The differences in the diameter of the abdomen between the patients in AP and PA projection was 10% which is in agreement with the study conducted by Brennan and Madigan8, where the difference between AP and PA projection was 9.6%.

In the phantom study there was no statistically significant difference between DAP in AP and PA projection. Such results were expected because the phantom is made of a rigid material that cannot be dispersed and consequently the diameter of the phantom does not change. The results of the current and previous studies8 confirm that the diameter of the patient has a large influence on the patient dose. In the patient study, a statistically significant difference was established between DAP in both projections, with the average DAP value being 27% lower in PA projection. Similar results in DAP reduction were obtained in the research conducted by Mekis et al.5 where an average of 12.6% reduction in sacroiliac joint imaging was reported, and in the study by Nic an Ghearr and Brennan (1998)6 where an average DAP reduction in imaging of the abdomen by 31% was evidenced.

Statistically significant difference in effective dose between the AP and PA projections were found in both parts of the study. In the phantom study, there was a decrease of effective dose by an average of approximately 27%, while in the patient study, an average 53% decrease was observed. The difference in results obtained in the phantom and the patient is due to tissue redistribution in the patients, leading to reduced thickness of the imaged area. The findings of the current study are consistent with those of previous research.4,6,7,8 Nic an Ghearr and Brennan6 documented that with the use of PA projection the effective dose in abdomen imaging in plane radiography can be reduced by an average of 56%. The results obtained in a phantom study by Davey and England7 indicate that the effective dose in lumbar spine radiography can be reduced by an average of 19.8%. The difference between the dose to internal organs in both projections was not investigated, as was the case in the study by Davey and England7, and by which we could confirm additional advantages of the PA projection regarding the patient dose.

No statistically significant difference was found in the comparison of the image quality of radiographs gained with AP and PA projection in both parts of the study. Most of the studies investigating the difference between the AP and PA projection do not identify any difference in the image quality between the projections. Only in the study conducted by Mc Entee and Kinsella4, an improvement of image quality by 6.3% was reported in the AP projection. The authors, however, claim that despite reduced quality, the images performed in the PA projection were still diagnostically acceptable.
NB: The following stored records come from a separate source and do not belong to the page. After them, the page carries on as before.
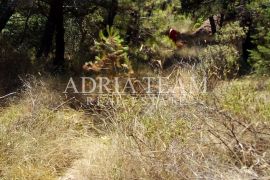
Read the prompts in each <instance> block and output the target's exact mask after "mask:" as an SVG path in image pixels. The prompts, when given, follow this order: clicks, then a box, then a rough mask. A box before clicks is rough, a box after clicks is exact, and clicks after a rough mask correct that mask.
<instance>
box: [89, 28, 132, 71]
mask: <svg viewBox="0 0 270 180" xmlns="http://www.w3.org/2000/svg"><path fill="white" fill-rule="evenodd" d="M106 30H107V31H106V34H105V33H104V32H102V31H100V32H99V38H100V41H95V46H94V48H95V51H97V52H98V56H96V57H95V62H94V63H90V64H88V65H87V66H89V69H91V68H92V69H91V70H94V71H100V70H102V69H109V70H113V71H114V72H126V71H128V72H129V73H131V71H132V67H131V63H130V61H129V58H128V53H127V52H128V46H125V45H123V43H124V40H123V39H122V38H121V37H120V35H119V31H118V30H116V29H115V28H114V27H108V26H107V29H106Z"/></svg>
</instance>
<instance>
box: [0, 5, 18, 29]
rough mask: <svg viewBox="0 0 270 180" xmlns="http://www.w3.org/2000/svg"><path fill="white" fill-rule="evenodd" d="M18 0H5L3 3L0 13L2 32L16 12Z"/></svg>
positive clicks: (0, 22)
Tsuno and Shu22 argue that the PA projection of the lumbar spine is preferred because of the anatomy of the body part and the curve of the lumbar spine that is imaged better in the PA than in the AP projection.

The decrease of the patient comfort for patients with acute injuries, stomach pains, and respiratory distress are the restrictions for the PA projection of the lumbar spine radiography, which are described by Davey and England7 and Chaparian et al.11 In certain pathologies, the AP projection cannot be replaced by the PA projection, however, most of the patients can be imaged in the PA projection.

The PA projection is a technique that does not require any additional equipment and therefore brings no additional costs. It can be managed quickly without discomfort to the patient and loss of diagnostically important information with a significant decrease of the dose received by the patient.

Conclusions

The DAP reduction of approximately 27% and effective dose reduction of approximately 53% is achievable by using the PA instead of a standard AP projection in lumbar spine radiography. The change of the projection has no influence on the image quality (p = 0.690). The results of the study support the use of the PA projection as the preferred method of choice given that the lumbar spine imaging is one of the procedures in the plane radiography with the highest patient radiation dose.